There were a couple of great pre-Christmas asset sales last week courtesy of companies whose balance sheets had been severely stretched by ill-considered growth strategies.
Just weeks after finalising the headline-grabbing sale of 50% of the base chemical business of its recently-completed Lake Charles Chemicals Project (LCCP) in Louisiana, Sasol announced the sale of its gas-to-power plant in Mozambique.
The LCCP asset was sold for R33.5 billion – less R557 million of fees – and last week’s deal will add just over R2 billion to the group’s slowly increasing cash assets and also contributes to its slowly decreasing operational asset base.
A serving of humble pie for Woolworths
But the juicier transaction, at least from a media perspective, was last week’s sale of the flagship David Jones store in Elizabeth Street in Sydney, Australia.
This is the hugely ambitious store that had generated so much management excitement in the grim years shortly after Woolworths’s R21 billion acquisition of David Jones in 2014.
It was also the store that soaked up huge investment by the retailer and the various high-profile consumer brands that were trying to lure customers to the sparkling CBD outlet.
The deal was struck at Au$510 million (R5.6 billion), which is a comfortable Au$133.2 million (R1.47 billion) above the property’s current book value.
The transaction is in effect a sale-and-lease-back deal as David Jones has signed a 20-year agreement with the new owner.
In addition, reflecting a remarkable optimism for the very long-term future of the troubled Australian retailer, David Jones has five 10-year options on the lease. The terms of the deal give the purchaser Charter Hall a 5% yield on the 12-storey property located smack in the middle of Sydney.
Charter Hall, which is the largest landlord in Australia, has described the deal as “a deep-value purchase” according to Australian media.
“You’ve got a three-street frontage with knockout views of Hyde Park and the Sydney Harbour. With Elizabeth Street frontage you can never be built out.
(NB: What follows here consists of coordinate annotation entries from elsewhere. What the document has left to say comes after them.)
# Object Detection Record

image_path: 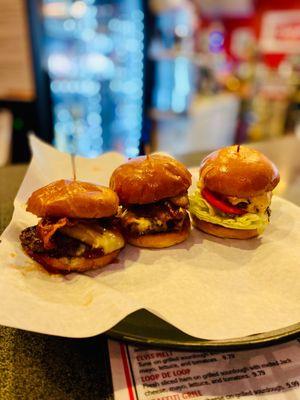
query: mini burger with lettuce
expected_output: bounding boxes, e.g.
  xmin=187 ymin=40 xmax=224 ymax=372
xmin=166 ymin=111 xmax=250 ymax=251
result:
xmin=110 ymin=154 xmax=191 ymax=248
xmin=190 ymin=146 xmax=279 ymax=239
xmin=20 ymin=179 xmax=125 ymax=272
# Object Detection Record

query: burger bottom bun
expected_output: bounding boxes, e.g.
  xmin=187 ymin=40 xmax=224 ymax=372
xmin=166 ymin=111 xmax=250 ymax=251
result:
xmin=192 ymin=215 xmax=259 ymax=239
xmin=26 ymin=250 xmax=120 ymax=273
xmin=126 ymin=216 xmax=191 ymax=249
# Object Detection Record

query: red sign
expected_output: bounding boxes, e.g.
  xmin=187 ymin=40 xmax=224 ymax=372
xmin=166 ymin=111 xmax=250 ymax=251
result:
xmin=260 ymin=9 xmax=300 ymax=54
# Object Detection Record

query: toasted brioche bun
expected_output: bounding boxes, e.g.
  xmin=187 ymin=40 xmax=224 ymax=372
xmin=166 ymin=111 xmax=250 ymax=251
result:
xmin=109 ymin=154 xmax=192 ymax=204
xmin=192 ymin=215 xmax=259 ymax=239
xmin=26 ymin=179 xmax=119 ymax=218
xmin=126 ymin=216 xmax=191 ymax=249
xmin=200 ymin=146 xmax=280 ymax=198
xmin=26 ymin=249 xmax=121 ymax=273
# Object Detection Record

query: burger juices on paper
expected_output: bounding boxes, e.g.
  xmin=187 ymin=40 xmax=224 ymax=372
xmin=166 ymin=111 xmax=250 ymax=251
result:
xmin=20 ymin=180 xmax=125 ymax=272
xmin=110 ymin=154 xmax=191 ymax=248
xmin=190 ymin=146 xmax=279 ymax=239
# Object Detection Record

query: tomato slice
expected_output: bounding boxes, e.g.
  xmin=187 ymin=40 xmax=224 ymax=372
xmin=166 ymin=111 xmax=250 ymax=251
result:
xmin=201 ymin=188 xmax=247 ymax=215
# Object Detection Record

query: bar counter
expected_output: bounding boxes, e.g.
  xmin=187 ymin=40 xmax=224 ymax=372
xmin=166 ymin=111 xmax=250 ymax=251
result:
xmin=0 ymin=136 xmax=300 ymax=400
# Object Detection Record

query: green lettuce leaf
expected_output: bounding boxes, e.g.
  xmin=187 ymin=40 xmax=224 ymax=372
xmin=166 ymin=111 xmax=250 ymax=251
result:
xmin=189 ymin=190 xmax=268 ymax=234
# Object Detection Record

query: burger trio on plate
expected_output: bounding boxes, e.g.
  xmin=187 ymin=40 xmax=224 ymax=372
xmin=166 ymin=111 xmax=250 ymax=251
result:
xmin=20 ymin=146 xmax=279 ymax=272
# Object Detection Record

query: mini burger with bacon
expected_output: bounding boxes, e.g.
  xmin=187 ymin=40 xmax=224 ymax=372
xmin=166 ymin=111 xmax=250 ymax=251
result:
xmin=20 ymin=180 xmax=125 ymax=272
xmin=110 ymin=154 xmax=191 ymax=248
xmin=190 ymin=146 xmax=279 ymax=239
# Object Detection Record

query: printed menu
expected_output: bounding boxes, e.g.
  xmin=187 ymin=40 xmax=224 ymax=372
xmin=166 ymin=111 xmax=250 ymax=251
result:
xmin=109 ymin=339 xmax=300 ymax=400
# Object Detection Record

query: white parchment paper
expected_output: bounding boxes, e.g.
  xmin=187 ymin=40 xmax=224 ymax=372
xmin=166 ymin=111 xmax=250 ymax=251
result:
xmin=0 ymin=137 xmax=300 ymax=339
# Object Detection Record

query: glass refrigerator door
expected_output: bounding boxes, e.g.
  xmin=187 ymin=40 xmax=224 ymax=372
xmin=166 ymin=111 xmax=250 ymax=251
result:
xmin=42 ymin=0 xmax=144 ymax=157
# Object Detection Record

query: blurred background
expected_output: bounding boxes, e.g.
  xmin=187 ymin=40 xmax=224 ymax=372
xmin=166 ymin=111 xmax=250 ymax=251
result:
xmin=0 ymin=0 xmax=300 ymax=165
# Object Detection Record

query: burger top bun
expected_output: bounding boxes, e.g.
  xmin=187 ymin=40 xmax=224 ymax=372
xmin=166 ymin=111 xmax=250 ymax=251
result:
xmin=200 ymin=146 xmax=280 ymax=198
xmin=109 ymin=154 xmax=191 ymax=204
xmin=26 ymin=179 xmax=119 ymax=218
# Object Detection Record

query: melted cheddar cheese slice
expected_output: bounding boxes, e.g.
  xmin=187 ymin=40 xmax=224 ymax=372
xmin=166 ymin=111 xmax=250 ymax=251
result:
xmin=60 ymin=223 xmax=125 ymax=254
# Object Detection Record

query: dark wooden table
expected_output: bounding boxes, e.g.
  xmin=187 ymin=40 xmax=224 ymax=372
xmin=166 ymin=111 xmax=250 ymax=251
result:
xmin=0 ymin=137 xmax=300 ymax=400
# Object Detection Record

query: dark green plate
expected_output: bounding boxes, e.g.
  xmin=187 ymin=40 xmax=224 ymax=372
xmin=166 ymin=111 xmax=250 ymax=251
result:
xmin=107 ymin=310 xmax=300 ymax=351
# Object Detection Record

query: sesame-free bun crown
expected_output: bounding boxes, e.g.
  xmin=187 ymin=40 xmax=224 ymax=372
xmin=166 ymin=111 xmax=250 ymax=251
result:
xmin=200 ymin=146 xmax=280 ymax=198
xmin=109 ymin=154 xmax=191 ymax=204
xmin=26 ymin=179 xmax=119 ymax=218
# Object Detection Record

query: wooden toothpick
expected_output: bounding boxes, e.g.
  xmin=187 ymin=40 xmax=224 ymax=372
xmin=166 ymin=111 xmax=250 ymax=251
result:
xmin=71 ymin=153 xmax=76 ymax=181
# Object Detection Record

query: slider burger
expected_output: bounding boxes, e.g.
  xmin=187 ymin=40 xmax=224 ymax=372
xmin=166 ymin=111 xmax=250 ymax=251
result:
xmin=110 ymin=154 xmax=191 ymax=248
xmin=190 ymin=146 xmax=279 ymax=239
xmin=20 ymin=180 xmax=125 ymax=272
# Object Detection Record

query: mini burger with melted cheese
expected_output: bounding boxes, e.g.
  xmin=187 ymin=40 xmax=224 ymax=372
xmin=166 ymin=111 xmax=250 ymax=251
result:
xmin=190 ymin=146 xmax=279 ymax=239
xmin=20 ymin=180 xmax=125 ymax=272
xmin=110 ymin=154 xmax=191 ymax=248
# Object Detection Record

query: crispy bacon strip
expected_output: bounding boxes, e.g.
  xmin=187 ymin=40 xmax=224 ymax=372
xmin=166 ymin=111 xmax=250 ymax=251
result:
xmin=37 ymin=217 xmax=73 ymax=250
That’s super-prime,” Charter Hall’s managing director David Harrison told The Australian Financial Review on Tuesday (December 22).
The newspaper said the price paid for the property was “around one-third the price of comparable premium retail in the Sydney CBD” – so a bit of a giveaway for Woolworths.
The new Woolworths board evidently believed it had little choice given the pressing need to ensure that David Jones’s debt position was ringfenced not only from Country Road, which is also based in Australia, but Woolworths itself.
“The board of directors of WHL [Woolworths Holdings Limited] believes that the proposed transaction will further strengthen the David Jones balance sheet and support the repositioning of the business to deliver shareholder value,” said the company in a Sens announcement on December 21.
The Woolworths share price edged up from R36.65 on Monday to close the short week’s trading at R38.35, indicating the market was relieved but not overly excited by the deal.
Meanwhile, over in the abbreviations stable …
But probably the most interesting share awards announced were those gifted by ARM (African Rainbow Minerals) to its executive chair Patrice Motsepe.
Motsepe scored R78.6 million worth of shares thanks to generous awards made back in 2017.
Just over R59 million of that amount was linked to performance shares, with an additional R19.5 million coming from bonus shares.
But perhaps even more interesting was the R10.5 million in performance shares picked up by non-executive director Mike Arnold.
Then there’s VCP (Value Capital Partners), where key executives are continuing to buy up shares in two relatively recent additions to its portfolio of assets – Sun International and Net1. The steady pace of buying should probably be interpreted as a significant endorsement by people in the know.
The cost of hubris
It’s strange that none of Alibaba’s international shareholders, who must be feeling extremely disappointed by the significantly diminished prospects for their investment, are talking about suing the group’s founder.
How could Jack Ma not have understood the delicate nature of the relationship that exists between the Chinese government/Chinese Communist Party and China’s powerful corporations?
And how could he not have realised that the more powerful those corporations become the more delicate that relationship?
It’s difficult to know precisely what the Chinese Communist Party wants from its private sector players, but it would be safe to assume it doesn’t want high profile executives lambasting them in public.
Alibaba grew to what it is thanks to Chinese government policy that blocked international competition and sheltered an otherwise shoddy operating environment. Jack Ma seemed to believe it was all his own doing. He also assumed that restrictions would never be imposed on his group’s anti-competitive behaviour or on its potentially destabilising and aggressive micro-lending activities. His ill-considered behavior has cost shareholders dearly.
Naspers and Prosus shareholders are lucky to have the much more circumspect Pony Ma at the helm of Tencent.
He is by all accounts a humble individual who is extremely aware that the growth of this phenomenal business is not all of his doing.